Arruinavam-se, assim, as defesas do corpo, e se supunha, com isso, salvar o paciente.

Eugênia, que brilho excepcional e sábio têm suas palavras… Há algo que gostaria de nos dizer sobre o tema ainda?

Que todos desconfiem dos pseudo-sábios e, principalmente, de todas as doutrinas, ideologias e princípios aparentemente bem elaborados, mas cuja base é sofistica, justamente porque destituída de bom senso, negada pelos melhores princípios de ética, de moral de justiça. Muita gente boa e inteligente, culta e bem intencionada, deixa-se arrastar pelo canto da sereia de idéias “vanguardistas”, mas que, em verdade, reacendem a loucura e delírio, conduzindo seus proponentes e aqueles que os seguem a vidas infelizes de angústia e insatisfação. A perda da paz e da alegria de viver deve ser suficiente sinal de alerta para quem se aventurar por esses terrenos mentais movediços.
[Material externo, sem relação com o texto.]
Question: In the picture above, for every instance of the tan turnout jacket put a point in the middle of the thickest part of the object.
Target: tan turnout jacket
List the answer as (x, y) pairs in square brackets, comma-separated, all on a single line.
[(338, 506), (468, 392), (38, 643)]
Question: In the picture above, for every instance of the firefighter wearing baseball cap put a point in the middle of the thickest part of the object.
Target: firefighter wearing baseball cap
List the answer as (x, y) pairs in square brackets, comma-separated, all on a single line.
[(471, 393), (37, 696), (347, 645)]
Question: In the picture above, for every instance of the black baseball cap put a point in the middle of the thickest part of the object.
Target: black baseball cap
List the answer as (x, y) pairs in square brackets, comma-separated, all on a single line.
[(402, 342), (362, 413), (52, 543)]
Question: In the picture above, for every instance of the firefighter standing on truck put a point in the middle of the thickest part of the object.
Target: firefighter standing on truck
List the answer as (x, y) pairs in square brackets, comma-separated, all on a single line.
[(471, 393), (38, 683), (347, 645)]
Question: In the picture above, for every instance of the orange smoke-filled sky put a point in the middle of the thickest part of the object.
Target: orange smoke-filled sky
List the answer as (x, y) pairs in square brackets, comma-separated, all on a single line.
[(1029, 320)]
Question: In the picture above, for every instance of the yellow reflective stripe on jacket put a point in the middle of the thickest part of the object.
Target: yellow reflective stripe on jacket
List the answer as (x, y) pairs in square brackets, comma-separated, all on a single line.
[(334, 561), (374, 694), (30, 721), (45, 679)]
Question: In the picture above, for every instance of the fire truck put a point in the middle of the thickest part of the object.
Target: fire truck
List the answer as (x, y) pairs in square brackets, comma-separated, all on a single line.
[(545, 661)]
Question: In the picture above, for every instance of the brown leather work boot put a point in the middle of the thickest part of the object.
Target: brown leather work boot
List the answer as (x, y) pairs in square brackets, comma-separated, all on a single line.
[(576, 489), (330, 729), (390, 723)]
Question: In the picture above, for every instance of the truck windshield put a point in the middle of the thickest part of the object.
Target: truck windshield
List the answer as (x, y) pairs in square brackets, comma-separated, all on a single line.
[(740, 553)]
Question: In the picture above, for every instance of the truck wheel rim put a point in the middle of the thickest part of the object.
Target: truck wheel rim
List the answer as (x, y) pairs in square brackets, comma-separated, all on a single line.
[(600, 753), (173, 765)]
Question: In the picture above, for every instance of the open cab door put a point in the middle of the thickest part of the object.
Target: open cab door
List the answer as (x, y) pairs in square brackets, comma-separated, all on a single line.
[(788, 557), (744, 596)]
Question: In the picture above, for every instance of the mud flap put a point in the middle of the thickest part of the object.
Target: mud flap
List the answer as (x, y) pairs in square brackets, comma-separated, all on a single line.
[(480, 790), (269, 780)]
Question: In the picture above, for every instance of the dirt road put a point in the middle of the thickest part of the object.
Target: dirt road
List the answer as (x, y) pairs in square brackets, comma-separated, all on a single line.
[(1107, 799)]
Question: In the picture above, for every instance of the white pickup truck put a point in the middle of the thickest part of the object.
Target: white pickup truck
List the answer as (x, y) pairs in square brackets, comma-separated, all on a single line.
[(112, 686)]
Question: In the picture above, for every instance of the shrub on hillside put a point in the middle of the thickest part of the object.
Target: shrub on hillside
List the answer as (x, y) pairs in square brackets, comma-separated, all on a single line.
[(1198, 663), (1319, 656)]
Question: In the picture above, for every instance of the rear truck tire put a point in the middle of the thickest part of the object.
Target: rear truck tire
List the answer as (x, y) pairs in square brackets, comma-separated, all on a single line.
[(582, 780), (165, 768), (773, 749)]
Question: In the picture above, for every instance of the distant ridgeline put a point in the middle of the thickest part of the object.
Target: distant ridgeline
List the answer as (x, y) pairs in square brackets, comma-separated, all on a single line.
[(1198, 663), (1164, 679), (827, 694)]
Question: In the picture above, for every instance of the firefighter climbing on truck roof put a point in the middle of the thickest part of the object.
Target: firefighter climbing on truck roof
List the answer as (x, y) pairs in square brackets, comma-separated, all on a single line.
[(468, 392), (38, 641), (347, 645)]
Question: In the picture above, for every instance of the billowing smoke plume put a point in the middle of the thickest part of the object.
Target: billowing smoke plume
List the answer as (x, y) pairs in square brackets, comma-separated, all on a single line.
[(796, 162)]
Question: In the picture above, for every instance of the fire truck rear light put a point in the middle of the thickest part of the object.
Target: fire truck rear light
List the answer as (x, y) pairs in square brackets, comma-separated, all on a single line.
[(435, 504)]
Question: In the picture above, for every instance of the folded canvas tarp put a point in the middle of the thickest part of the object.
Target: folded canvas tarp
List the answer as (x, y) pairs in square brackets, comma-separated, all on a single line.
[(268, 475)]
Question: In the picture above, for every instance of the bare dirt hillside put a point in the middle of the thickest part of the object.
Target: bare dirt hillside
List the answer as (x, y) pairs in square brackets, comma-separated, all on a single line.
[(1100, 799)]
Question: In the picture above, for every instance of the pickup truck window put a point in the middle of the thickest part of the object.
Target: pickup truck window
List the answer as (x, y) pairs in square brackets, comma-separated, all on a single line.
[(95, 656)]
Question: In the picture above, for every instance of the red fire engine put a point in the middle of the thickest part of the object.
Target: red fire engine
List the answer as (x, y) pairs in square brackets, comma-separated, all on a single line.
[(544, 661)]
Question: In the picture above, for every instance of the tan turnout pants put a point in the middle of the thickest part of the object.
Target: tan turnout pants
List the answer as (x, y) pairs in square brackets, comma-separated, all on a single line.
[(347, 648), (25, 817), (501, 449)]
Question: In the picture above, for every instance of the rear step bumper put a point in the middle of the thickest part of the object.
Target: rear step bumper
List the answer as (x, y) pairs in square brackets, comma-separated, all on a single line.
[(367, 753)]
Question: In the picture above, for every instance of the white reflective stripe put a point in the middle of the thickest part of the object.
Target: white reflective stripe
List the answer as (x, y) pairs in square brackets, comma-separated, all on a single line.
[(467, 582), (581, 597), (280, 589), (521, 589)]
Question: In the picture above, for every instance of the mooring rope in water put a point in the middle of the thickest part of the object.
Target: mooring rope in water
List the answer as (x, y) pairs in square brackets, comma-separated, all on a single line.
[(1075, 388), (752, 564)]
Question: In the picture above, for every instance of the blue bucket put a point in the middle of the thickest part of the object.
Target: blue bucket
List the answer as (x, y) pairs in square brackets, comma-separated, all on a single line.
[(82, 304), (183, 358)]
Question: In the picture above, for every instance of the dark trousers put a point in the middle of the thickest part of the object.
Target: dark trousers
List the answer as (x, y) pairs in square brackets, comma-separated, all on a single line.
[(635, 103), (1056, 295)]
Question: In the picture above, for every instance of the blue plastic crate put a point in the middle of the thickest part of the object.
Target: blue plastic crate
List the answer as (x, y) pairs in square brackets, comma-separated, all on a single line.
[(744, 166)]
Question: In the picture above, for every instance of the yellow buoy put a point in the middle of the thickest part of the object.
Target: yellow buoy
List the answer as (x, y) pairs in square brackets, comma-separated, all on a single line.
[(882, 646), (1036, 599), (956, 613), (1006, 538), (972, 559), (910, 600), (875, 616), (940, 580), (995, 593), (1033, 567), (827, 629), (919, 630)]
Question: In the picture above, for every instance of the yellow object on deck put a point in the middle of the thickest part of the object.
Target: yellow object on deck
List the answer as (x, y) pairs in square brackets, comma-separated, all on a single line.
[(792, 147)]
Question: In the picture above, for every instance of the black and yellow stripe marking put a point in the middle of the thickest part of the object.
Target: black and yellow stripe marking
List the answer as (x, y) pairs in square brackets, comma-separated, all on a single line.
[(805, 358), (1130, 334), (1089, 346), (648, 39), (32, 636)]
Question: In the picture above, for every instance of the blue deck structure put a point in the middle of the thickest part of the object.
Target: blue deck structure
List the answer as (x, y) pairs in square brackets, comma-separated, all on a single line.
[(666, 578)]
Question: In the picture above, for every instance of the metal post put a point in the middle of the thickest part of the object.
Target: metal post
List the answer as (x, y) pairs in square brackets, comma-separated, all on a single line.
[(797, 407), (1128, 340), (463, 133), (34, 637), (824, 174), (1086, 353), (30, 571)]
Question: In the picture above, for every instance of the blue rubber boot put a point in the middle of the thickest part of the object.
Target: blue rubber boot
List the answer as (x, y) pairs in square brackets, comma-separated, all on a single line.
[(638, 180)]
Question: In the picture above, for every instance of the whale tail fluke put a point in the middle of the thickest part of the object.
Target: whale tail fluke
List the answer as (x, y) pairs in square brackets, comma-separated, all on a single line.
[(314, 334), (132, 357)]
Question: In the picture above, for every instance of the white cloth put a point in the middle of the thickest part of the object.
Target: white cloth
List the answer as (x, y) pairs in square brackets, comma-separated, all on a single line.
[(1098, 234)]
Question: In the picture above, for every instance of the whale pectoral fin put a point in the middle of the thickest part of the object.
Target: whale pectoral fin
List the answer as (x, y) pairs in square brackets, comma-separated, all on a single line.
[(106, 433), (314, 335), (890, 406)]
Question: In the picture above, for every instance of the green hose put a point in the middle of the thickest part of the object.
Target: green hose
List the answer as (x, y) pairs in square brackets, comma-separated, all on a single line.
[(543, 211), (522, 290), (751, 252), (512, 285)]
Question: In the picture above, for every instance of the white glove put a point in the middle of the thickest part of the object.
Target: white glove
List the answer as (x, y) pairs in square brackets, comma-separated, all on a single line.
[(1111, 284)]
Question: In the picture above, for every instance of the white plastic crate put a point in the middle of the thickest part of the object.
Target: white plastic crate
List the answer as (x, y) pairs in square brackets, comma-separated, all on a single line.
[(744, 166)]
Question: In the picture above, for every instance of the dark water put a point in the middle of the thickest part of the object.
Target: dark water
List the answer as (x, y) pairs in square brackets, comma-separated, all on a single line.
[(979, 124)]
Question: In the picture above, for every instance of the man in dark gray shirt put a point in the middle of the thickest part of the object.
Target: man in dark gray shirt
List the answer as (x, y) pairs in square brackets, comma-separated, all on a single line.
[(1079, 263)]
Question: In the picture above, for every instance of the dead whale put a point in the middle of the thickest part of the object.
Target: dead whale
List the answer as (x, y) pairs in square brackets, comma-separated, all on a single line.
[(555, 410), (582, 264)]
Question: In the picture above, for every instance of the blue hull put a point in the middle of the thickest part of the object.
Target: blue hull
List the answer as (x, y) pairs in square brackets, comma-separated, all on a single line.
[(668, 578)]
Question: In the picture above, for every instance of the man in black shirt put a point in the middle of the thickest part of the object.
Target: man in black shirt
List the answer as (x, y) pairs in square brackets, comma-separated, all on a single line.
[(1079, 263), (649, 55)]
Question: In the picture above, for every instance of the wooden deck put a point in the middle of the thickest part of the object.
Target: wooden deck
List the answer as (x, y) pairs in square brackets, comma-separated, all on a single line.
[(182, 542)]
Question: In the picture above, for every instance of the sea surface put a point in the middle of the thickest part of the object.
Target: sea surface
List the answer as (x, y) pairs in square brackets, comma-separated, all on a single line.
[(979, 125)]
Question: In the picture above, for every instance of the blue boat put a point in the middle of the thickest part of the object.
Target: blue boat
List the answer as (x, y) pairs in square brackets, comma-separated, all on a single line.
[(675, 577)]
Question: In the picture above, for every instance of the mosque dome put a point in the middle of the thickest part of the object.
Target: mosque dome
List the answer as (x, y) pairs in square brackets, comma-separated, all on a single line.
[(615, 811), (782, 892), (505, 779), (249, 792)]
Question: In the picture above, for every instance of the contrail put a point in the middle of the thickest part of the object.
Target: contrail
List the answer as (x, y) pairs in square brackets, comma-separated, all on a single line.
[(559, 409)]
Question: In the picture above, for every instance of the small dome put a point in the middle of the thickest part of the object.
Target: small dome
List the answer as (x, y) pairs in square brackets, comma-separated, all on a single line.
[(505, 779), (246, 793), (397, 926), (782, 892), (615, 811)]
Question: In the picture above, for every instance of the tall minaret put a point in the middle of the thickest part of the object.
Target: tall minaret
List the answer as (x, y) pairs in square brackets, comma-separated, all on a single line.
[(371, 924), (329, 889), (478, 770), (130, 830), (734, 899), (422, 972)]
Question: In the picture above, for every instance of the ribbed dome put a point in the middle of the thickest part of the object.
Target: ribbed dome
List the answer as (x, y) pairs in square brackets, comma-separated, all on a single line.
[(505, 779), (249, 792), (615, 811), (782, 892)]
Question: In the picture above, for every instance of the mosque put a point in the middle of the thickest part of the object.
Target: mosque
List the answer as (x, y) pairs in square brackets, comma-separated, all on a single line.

E quando falamos de paz e felicidade não aludimos ao momento fugidio de excitação e alívio que os viciados de todos os tipos sentem, no instante de atendimento à sua compulsão, mas ao sentimento duradouro e profundo de plenitude e equilíbrio de que aqueles que estão alinhados com Deus e os Fluxos da vida usufruem. Essa sensação é inimitável e é o signo inconfundível dos “eleitos”, conforme a linguagem evangélica: aqueles que elegeram a si mesmos, para seguir os passos da verdade: os passos da vida.